Skart’s feathers looked so tempting as she caught his scent Larka suddenly imagined herself snapping him up. The she- wolf prowled round the side of Skart. The eagle was holding a dead chick in one talon, and in that moment his beak cracked into it like a shell. Skart snapped his mouth shut, but a few desultory feathers remained, poking from his beak.
‘So you really are Putnar,’ thought Larka gravely, and the wolf suddenly realized how much she preferred this bird to the ravens.
‘Skart,’ she whispered as he saw her, ‘I don’t know what I think about this human yet, or what we should do with it. But will you teach me, at least? Teach me more of the Sight?’ Skart nodded approvingly as Larka lay down by the rock, but he was thinking how much she knew already. For now, the eagle said he would concentrate on the power to look through a bird’s eyes. But as soon as he spoke of it, Larka described bitterly what had happened to her when she had killed the rabbit, and after that the feelings that consumed her whenever she started to hunt.
‘It’s strange,’ Skart murmured immediately, opening his great wings almost fearfully. ‘I’ve never heard of it happening with other Lera before, Larka. You have already looked into the water too. It’s as though the laws of the Sight are bending in some way.’
Larka pawed the ground nervously.
‘What do I have to do, Skart?’
‘When you arrived here you sensed me before you even turned, Larka. That is part of the Sight, the sense beyond your physical eyes.’
Larka began to growl.
‘But before you can control it properly,’ said Skart immediately, ‘you must use my eyes, and to do that you must look at me differently. You must see the truth of what I am.’
‘The truth?’
‘Perhaps you think I am just a bird, Larka, but in this fea
thered body do I not have thoughts and feelings and desires just like you? I am energy, Larka, as you are.’
Suddenly Skart swivelled his beak round, and in a single jabbing movement he plucked a feather from his wing and let it flutter to the ground in front of her.
‘It will help you to sense me, Larka. Now try and empty your mind, and imagine what it is like to be a bird. To see as I see.’
Larka did as she was told but her head was so filled with all that had gone before that after a while nothing had happened at all.
‘You’re not trying, Larka,’ said Skart irritably. ‘Concentrate. Use your instincts to tell you what I am, nothing more. Draw on the living power of nature all around you too. Then look at me, but try to see beyond your eyes. Through your forehead if you like. Try to empty your mind completely and draw the energy that surrounds us all up through your paws. Feel it bubbling up through the pads of your feet. Then try to enter my body with your thoughts.’

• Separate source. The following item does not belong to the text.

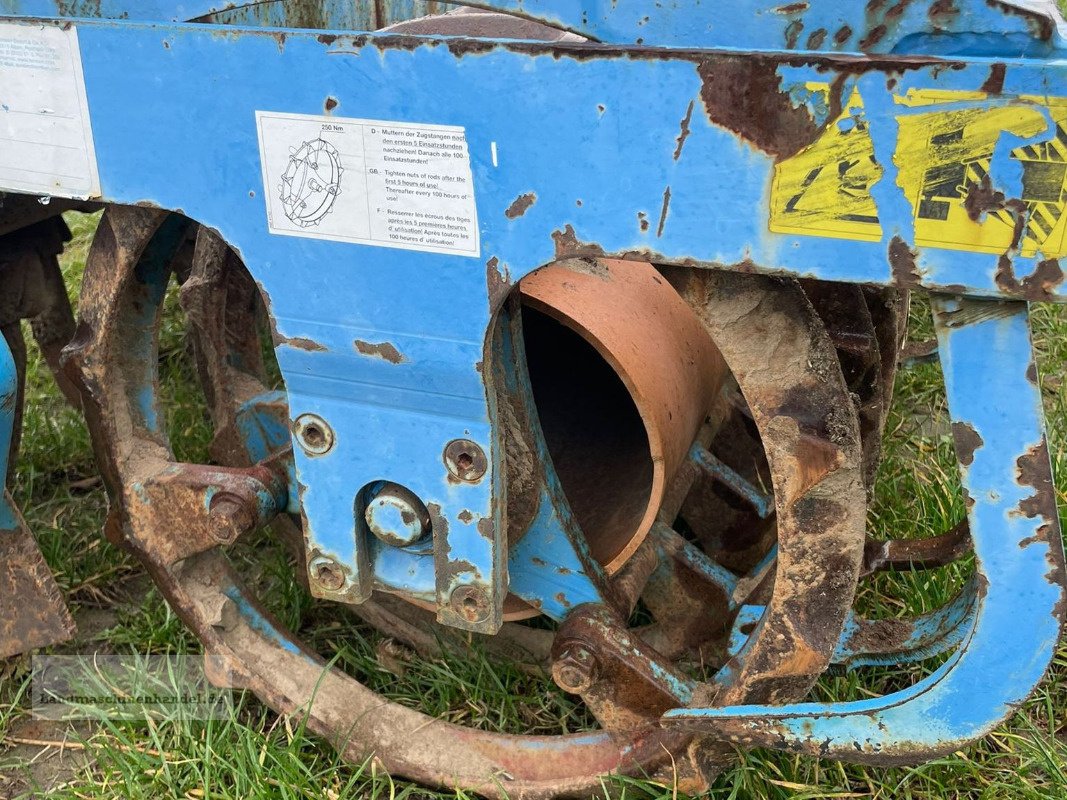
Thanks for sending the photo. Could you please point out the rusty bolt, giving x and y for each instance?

Larka tried again and, as she let her mind empty and scented the feather, Larka felt a tingling in her paws and her whole body grew hot. There was a sudden blinding flash of black and the she-wolf gasped as she found herself looking out at her own body lying in the grass. Her head had slumped on her paws and her eyes closed. As Skart turned his own head, Larka was amazed to see the stream and the clearing, Tsarr and Jarla and the human revolving before her. Larka was seeing through Skart’s eyes.
Larka was trembling all over and she was quite exhausted by the effort, but the feeling was strangely exhilarating too. It felt different to her experience on the hunt, more directed and in control. She could see more clearly and, most importantly she felt no fear. Instead, the she-wolf experienced a feeling of liberation, as though something in her was opening. Larka opened her own eyes, and suddenly she was in her body again as Skart let out a screech.
‘There, Larka,’ cried the eagle, delighted. But Larka seemed deeply troubled as she lay beside the bird.
‘Skart. What is the Sight?’ she asked quietly. Skart cocked his head as he looked at her.